How is the spontaneity of an exothermic reaction changed when temperature is decreased? Assuming the entropy is negative.
Using Gibbs free energy equation, $\Delta G=\Delta H-T\Delta S$, $\Delta G$ should become less negative as temperature is decreased meaning the reaction is less spontaneous. However, using Le Chatelier's principle, as temperature decreases the reaction should shift towards the right towards the products, becoming more spontaneous.
What's wrong here?
The key is $\Delta G = -RT \ln K$.
The $T$ specifically is causing your reasoning to be flawed, as it complicates the link between temperature dependence of the equilibrium constant and $\Delta G$.

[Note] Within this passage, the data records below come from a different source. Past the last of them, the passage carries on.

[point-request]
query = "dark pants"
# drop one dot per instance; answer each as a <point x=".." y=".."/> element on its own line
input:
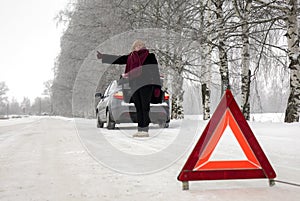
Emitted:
<point x="142" y="99"/>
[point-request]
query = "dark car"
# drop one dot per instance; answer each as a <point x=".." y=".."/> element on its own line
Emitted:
<point x="115" y="106"/>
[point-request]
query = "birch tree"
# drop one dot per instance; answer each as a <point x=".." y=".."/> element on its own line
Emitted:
<point x="243" y="10"/>
<point x="290" y="10"/>
<point x="293" y="105"/>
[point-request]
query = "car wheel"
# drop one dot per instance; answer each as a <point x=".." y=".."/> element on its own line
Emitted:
<point x="164" y="125"/>
<point x="99" y="122"/>
<point x="110" y="124"/>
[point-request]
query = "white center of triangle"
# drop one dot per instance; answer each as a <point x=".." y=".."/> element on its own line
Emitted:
<point x="228" y="148"/>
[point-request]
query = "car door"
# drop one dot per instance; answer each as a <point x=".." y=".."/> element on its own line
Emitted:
<point x="105" y="101"/>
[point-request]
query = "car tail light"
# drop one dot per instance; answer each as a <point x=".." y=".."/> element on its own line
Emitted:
<point x="118" y="95"/>
<point x="167" y="96"/>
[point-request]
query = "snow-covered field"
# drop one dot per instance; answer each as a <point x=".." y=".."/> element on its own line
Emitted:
<point x="55" y="158"/>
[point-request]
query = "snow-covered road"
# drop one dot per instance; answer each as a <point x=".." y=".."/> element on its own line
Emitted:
<point x="51" y="158"/>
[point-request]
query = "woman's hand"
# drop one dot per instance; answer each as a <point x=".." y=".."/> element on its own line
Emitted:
<point x="99" y="55"/>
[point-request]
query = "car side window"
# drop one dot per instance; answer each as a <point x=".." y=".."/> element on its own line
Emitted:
<point x="106" y="91"/>
<point x="112" y="87"/>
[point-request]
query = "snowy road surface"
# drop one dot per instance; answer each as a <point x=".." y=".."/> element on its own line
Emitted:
<point x="60" y="159"/>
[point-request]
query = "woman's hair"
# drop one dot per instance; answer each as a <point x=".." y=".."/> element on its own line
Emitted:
<point x="137" y="42"/>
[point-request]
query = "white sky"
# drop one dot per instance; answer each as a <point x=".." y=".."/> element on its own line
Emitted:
<point x="29" y="44"/>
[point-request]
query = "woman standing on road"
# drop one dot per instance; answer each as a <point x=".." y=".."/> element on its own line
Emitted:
<point x="143" y="73"/>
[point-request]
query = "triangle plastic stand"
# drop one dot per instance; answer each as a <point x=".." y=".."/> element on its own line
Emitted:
<point x="198" y="165"/>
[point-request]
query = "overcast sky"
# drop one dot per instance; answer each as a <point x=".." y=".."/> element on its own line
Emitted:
<point x="29" y="44"/>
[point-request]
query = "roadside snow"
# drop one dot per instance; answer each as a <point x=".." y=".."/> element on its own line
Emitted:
<point x="69" y="159"/>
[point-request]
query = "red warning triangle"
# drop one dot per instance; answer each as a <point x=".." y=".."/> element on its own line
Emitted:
<point x="200" y="167"/>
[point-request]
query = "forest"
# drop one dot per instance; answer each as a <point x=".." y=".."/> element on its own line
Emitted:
<point x="203" y="47"/>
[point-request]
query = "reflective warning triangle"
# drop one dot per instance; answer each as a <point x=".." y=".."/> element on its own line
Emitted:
<point x="200" y="167"/>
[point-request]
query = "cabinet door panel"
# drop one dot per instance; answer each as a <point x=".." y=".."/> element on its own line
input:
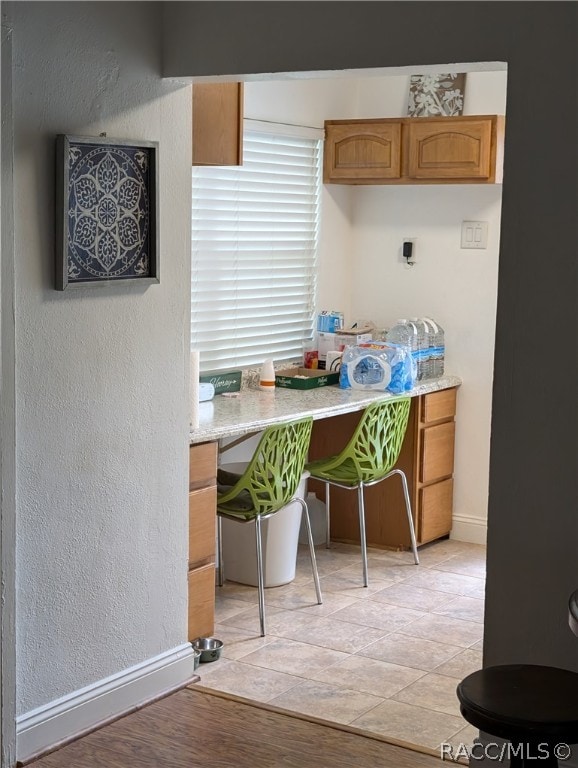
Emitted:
<point x="367" y="151"/>
<point x="449" y="149"/>
<point x="201" y="602"/>
<point x="437" y="452"/>
<point x="435" y="510"/>
<point x="202" y="465"/>
<point x="439" y="405"/>
<point x="202" y="525"/>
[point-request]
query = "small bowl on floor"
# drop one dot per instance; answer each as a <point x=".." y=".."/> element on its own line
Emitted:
<point x="209" y="647"/>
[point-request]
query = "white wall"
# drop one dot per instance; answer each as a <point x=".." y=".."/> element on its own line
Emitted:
<point x="101" y="374"/>
<point x="361" y="271"/>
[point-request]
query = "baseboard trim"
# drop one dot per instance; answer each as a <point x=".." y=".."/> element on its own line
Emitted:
<point x="470" y="529"/>
<point x="62" y="720"/>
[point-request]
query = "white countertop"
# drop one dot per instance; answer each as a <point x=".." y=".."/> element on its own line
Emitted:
<point x="253" y="409"/>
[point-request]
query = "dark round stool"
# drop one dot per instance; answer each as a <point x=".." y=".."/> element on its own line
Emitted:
<point x="534" y="708"/>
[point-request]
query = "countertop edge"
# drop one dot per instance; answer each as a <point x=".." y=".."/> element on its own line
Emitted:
<point x="222" y="417"/>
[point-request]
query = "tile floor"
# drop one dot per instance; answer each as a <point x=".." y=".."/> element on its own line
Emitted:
<point x="385" y="659"/>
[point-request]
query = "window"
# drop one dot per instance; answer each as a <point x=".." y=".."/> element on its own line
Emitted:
<point x="254" y="244"/>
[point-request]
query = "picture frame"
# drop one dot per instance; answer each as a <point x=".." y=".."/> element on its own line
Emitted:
<point x="107" y="211"/>
<point x="436" y="95"/>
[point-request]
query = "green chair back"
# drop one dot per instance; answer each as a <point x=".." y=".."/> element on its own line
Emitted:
<point x="274" y="473"/>
<point x="374" y="447"/>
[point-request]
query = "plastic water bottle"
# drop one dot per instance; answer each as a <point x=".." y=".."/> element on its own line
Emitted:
<point x="405" y="333"/>
<point x="430" y="340"/>
<point x="423" y="352"/>
<point x="438" y="349"/>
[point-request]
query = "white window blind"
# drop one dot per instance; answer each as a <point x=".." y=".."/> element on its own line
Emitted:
<point x="254" y="244"/>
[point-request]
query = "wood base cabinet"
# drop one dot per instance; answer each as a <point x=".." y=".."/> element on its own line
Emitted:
<point x="202" y="532"/>
<point x="427" y="458"/>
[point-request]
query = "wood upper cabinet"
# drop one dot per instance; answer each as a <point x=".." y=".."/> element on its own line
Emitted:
<point x="370" y="152"/>
<point x="451" y="148"/>
<point x="218" y="124"/>
<point x="419" y="150"/>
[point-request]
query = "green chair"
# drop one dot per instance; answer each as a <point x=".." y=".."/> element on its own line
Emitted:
<point x="367" y="459"/>
<point x="267" y="485"/>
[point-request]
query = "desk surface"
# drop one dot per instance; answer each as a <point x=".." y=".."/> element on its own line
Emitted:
<point x="253" y="409"/>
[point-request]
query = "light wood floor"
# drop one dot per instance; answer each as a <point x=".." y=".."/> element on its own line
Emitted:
<point x="190" y="728"/>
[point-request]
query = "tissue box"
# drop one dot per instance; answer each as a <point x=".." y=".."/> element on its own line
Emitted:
<point x="351" y="336"/>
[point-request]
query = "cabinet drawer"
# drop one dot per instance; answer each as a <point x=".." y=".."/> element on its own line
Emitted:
<point x="437" y="451"/>
<point x="202" y="465"/>
<point x="201" y="601"/>
<point x="435" y="510"/>
<point x="202" y="517"/>
<point x="439" y="405"/>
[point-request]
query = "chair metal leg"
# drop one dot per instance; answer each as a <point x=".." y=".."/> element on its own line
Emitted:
<point x="221" y="570"/>
<point x="409" y="515"/>
<point x="311" y="550"/>
<point x="362" y="536"/>
<point x="260" y="577"/>
<point x="327" y="518"/>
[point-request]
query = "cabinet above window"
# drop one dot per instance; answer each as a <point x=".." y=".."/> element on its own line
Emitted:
<point x="437" y="150"/>
<point x="218" y="124"/>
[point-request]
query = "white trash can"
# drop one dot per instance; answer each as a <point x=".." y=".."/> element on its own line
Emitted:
<point x="280" y="536"/>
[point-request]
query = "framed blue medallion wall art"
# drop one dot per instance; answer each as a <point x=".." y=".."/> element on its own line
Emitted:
<point x="107" y="211"/>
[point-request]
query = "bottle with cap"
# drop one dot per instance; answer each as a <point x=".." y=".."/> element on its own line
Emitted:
<point x="267" y="376"/>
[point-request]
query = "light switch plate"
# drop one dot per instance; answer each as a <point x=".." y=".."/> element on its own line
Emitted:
<point x="474" y="234"/>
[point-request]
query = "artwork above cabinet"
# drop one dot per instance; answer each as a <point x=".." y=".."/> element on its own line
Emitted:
<point x="437" y="150"/>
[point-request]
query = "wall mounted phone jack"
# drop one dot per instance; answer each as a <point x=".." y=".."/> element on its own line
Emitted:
<point x="408" y="251"/>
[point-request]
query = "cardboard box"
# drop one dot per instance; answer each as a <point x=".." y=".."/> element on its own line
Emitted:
<point x="304" y="378"/>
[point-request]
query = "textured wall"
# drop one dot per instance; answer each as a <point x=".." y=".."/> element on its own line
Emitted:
<point x="100" y="373"/>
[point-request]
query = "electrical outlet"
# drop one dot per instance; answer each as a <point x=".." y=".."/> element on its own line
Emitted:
<point x="408" y="250"/>
<point x="474" y="234"/>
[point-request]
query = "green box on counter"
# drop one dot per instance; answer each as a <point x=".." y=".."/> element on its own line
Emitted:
<point x="223" y="381"/>
<point x="304" y="378"/>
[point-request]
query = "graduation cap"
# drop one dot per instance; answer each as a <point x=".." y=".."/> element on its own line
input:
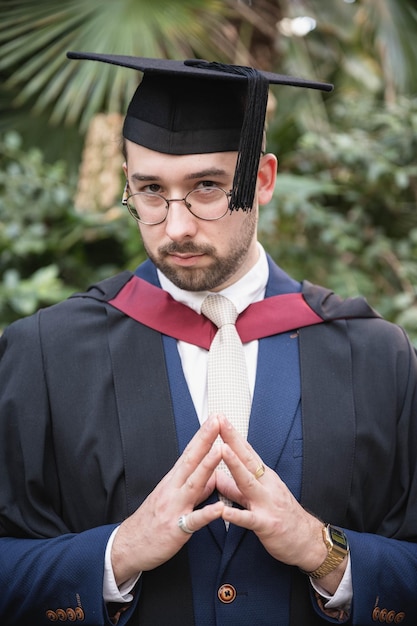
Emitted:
<point x="196" y="106"/>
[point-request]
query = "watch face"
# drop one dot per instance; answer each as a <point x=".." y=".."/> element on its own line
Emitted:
<point x="338" y="537"/>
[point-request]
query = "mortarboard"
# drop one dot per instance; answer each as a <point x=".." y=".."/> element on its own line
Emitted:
<point x="196" y="106"/>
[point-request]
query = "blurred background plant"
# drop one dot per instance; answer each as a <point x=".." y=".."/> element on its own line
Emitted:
<point x="344" y="212"/>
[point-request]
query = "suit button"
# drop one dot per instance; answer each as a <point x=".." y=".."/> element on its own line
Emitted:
<point x="226" y="593"/>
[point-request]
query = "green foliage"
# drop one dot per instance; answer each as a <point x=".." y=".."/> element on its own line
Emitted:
<point x="344" y="213"/>
<point x="47" y="249"/>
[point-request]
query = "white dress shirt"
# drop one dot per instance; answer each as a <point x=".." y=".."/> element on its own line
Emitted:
<point x="250" y="288"/>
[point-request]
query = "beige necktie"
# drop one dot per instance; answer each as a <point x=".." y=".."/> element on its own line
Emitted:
<point x="227" y="385"/>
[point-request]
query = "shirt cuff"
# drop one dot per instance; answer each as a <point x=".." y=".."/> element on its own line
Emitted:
<point x="111" y="592"/>
<point x="342" y="598"/>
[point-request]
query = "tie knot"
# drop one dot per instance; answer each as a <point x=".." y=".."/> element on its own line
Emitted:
<point x="219" y="310"/>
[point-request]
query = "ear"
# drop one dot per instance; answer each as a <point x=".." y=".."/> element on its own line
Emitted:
<point x="267" y="175"/>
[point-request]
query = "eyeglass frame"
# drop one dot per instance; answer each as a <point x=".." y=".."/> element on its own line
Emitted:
<point x="126" y="196"/>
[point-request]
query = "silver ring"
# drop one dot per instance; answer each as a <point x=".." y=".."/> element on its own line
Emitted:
<point x="182" y="523"/>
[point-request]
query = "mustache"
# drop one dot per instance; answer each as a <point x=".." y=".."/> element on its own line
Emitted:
<point x="188" y="247"/>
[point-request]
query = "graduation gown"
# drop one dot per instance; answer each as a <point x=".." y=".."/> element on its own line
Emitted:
<point x="90" y="422"/>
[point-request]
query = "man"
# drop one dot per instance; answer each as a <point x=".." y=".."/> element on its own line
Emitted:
<point x="115" y="505"/>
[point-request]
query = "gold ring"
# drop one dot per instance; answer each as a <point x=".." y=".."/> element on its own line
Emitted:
<point x="182" y="523"/>
<point x="260" y="471"/>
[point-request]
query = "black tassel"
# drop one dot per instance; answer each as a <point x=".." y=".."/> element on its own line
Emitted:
<point x="251" y="138"/>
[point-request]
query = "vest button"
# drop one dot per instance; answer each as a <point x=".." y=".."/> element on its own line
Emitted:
<point x="226" y="593"/>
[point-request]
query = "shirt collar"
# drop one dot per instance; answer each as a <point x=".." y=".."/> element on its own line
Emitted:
<point x="250" y="288"/>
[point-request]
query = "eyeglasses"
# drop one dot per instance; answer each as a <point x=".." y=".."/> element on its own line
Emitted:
<point x="207" y="203"/>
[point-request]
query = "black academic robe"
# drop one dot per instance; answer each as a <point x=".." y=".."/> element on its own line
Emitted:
<point x="70" y="372"/>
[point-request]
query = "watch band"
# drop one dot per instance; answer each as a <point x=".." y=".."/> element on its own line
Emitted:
<point x="337" y="547"/>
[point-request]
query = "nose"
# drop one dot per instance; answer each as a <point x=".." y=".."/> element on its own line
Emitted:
<point x="180" y="223"/>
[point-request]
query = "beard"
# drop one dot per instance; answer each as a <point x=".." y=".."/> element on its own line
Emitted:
<point x="221" y="268"/>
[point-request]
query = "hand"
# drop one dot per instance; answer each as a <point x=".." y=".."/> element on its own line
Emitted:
<point x="151" y="535"/>
<point x="288" y="532"/>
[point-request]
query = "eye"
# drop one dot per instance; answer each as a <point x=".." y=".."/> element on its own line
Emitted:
<point x="207" y="183"/>
<point x="152" y="188"/>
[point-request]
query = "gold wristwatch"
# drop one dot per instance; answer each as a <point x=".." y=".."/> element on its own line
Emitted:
<point x="337" y="548"/>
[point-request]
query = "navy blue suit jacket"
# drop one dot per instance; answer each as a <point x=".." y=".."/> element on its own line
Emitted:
<point x="342" y="435"/>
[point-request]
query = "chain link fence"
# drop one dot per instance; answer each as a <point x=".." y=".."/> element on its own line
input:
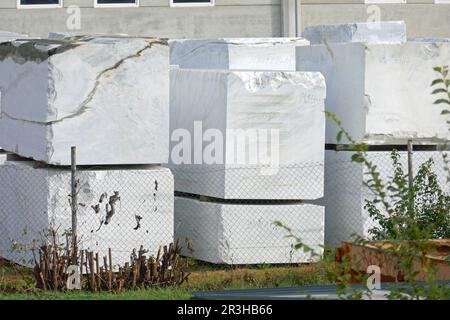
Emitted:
<point x="218" y="214"/>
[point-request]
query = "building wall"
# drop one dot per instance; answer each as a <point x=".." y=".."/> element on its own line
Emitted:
<point x="228" y="18"/>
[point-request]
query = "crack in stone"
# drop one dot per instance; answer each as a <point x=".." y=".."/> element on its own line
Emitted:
<point x="83" y="106"/>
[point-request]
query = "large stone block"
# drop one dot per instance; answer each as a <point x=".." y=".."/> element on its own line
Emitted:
<point x="367" y="32"/>
<point x="243" y="114"/>
<point x="34" y="200"/>
<point x="85" y="92"/>
<point x="381" y="92"/>
<point x="245" y="233"/>
<point x="346" y="190"/>
<point x="236" y="54"/>
<point x="6" y="36"/>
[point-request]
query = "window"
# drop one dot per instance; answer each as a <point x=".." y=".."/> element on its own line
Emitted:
<point x="191" y="3"/>
<point x="39" y="4"/>
<point x="115" y="3"/>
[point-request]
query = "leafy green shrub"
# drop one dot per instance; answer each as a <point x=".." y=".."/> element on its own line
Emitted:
<point x="427" y="217"/>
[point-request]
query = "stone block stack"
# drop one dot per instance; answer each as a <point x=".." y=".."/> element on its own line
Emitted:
<point x="231" y="95"/>
<point x="84" y="91"/>
<point x="378" y="85"/>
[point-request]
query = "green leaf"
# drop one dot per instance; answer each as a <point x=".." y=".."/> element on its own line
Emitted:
<point x="357" y="158"/>
<point x="440" y="90"/>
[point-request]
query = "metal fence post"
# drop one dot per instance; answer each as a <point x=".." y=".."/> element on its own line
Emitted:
<point x="410" y="177"/>
<point x="74" y="202"/>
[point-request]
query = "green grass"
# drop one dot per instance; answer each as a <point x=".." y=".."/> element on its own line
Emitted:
<point x="17" y="283"/>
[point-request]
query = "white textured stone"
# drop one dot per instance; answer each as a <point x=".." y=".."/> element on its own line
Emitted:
<point x="346" y="192"/>
<point x="6" y="36"/>
<point x="35" y="199"/>
<point x="236" y="54"/>
<point x="245" y="233"/>
<point x="381" y="92"/>
<point x="85" y="92"/>
<point x="367" y="32"/>
<point x="291" y="103"/>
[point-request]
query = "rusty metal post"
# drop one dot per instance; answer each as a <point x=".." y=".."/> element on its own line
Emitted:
<point x="74" y="202"/>
<point x="410" y="177"/>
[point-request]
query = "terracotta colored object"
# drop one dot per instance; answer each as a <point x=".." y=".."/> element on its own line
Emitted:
<point x="385" y="254"/>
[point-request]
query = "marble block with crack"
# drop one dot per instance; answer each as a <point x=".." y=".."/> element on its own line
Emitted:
<point x="248" y="134"/>
<point x="106" y="95"/>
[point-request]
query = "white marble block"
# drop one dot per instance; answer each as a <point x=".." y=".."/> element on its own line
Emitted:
<point x="246" y="233"/>
<point x="381" y="92"/>
<point x="6" y="36"/>
<point x="367" y="32"/>
<point x="247" y="134"/>
<point x="236" y="54"/>
<point x="346" y="191"/>
<point x="33" y="200"/>
<point x="109" y="97"/>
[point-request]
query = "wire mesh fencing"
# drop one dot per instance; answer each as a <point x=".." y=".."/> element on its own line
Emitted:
<point x="231" y="215"/>
<point x="118" y="208"/>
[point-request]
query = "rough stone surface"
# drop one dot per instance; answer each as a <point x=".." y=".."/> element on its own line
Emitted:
<point x="6" y="36"/>
<point x="367" y="32"/>
<point x="83" y="92"/>
<point x="236" y="54"/>
<point x="346" y="192"/>
<point x="35" y="199"/>
<point x="381" y="92"/>
<point x="242" y="107"/>
<point x="245" y="234"/>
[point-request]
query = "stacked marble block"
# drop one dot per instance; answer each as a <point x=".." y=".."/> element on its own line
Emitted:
<point x="84" y="92"/>
<point x="378" y="85"/>
<point x="225" y="209"/>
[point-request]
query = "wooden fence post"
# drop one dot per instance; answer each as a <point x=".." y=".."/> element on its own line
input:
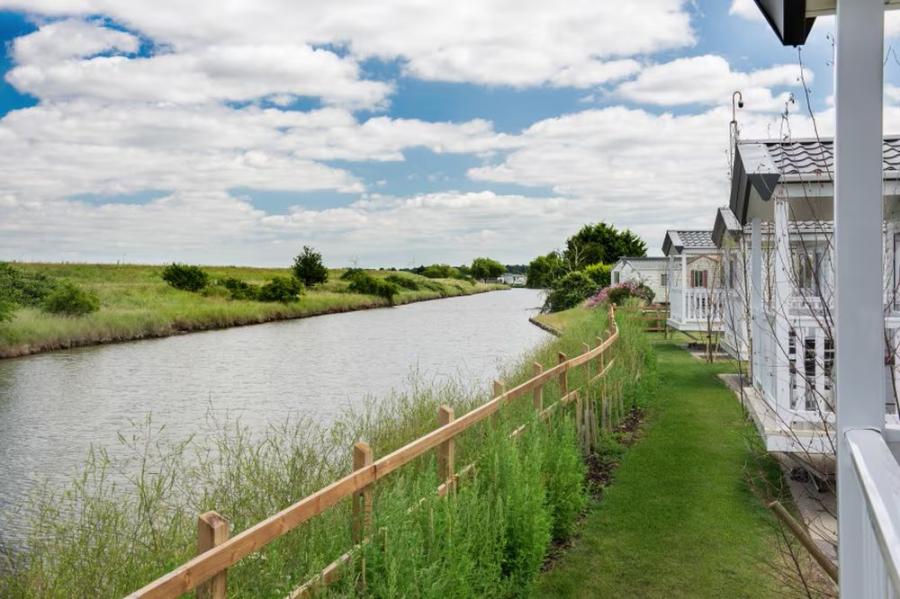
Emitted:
<point x="563" y="378"/>
<point x="446" y="450"/>
<point x="587" y="365"/>
<point x="539" y="390"/>
<point x="212" y="530"/>
<point x="362" y="499"/>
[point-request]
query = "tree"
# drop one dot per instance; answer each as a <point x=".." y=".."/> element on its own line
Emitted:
<point x="601" y="243"/>
<point x="600" y="273"/>
<point x="544" y="270"/>
<point x="308" y="267"/>
<point x="486" y="268"/>
<point x="185" y="277"/>
<point x="569" y="291"/>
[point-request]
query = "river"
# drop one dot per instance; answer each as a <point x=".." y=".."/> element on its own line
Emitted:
<point x="54" y="406"/>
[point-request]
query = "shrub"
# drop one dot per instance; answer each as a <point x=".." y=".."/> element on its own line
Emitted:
<point x="569" y="291"/>
<point x="404" y="282"/>
<point x="71" y="300"/>
<point x="185" y="276"/>
<point x="280" y="289"/>
<point x="308" y="267"/>
<point x="348" y="274"/>
<point x="619" y="293"/>
<point x="600" y="273"/>
<point x="22" y="287"/>
<point x="367" y="284"/>
<point x="240" y="290"/>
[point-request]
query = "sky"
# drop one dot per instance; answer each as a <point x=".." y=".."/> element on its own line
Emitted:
<point x="390" y="133"/>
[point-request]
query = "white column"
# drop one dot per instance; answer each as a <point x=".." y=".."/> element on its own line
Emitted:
<point x="857" y="221"/>
<point x="780" y="303"/>
<point x="756" y="313"/>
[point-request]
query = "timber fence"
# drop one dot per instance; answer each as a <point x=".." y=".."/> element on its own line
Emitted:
<point x="207" y="572"/>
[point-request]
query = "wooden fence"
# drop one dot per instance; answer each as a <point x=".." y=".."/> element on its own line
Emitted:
<point x="207" y="572"/>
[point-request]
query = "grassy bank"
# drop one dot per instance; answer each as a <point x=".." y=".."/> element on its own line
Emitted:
<point x="135" y="303"/>
<point x="124" y="524"/>
<point x="680" y="519"/>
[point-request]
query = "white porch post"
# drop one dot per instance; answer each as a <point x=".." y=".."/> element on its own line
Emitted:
<point x="859" y="340"/>
<point x="781" y="304"/>
<point x="756" y="313"/>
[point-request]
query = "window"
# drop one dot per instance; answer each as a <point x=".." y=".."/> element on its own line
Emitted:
<point x="699" y="278"/>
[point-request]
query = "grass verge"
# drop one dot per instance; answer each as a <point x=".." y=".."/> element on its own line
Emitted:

$-RT \ln K = \Delta H-T\Delta S$
$-R \ln K = \frac{\Delta H}{T}-\Delta S$
In this form you can see that (at least to the extent that $\Delta H$ and $\Delta S$ are temperature independent), the sign of $\Delta H$ (meaning whether the reaction is endothermic or exothermic) determines whether or not temperature change favors the forward or the reverse reaction. You can also see that the sign of $\Delta S$ is irrelavent.
For an exothermic reaction, $\Delta H$ is negative. If $T$ decreases, $\frac{\Delta H}{T}$ and becomes a larger magnitude negative number, $-R\ln K$ decreases, $R\ln K$ increases therefore $K$ increases and the reaction shifts forward.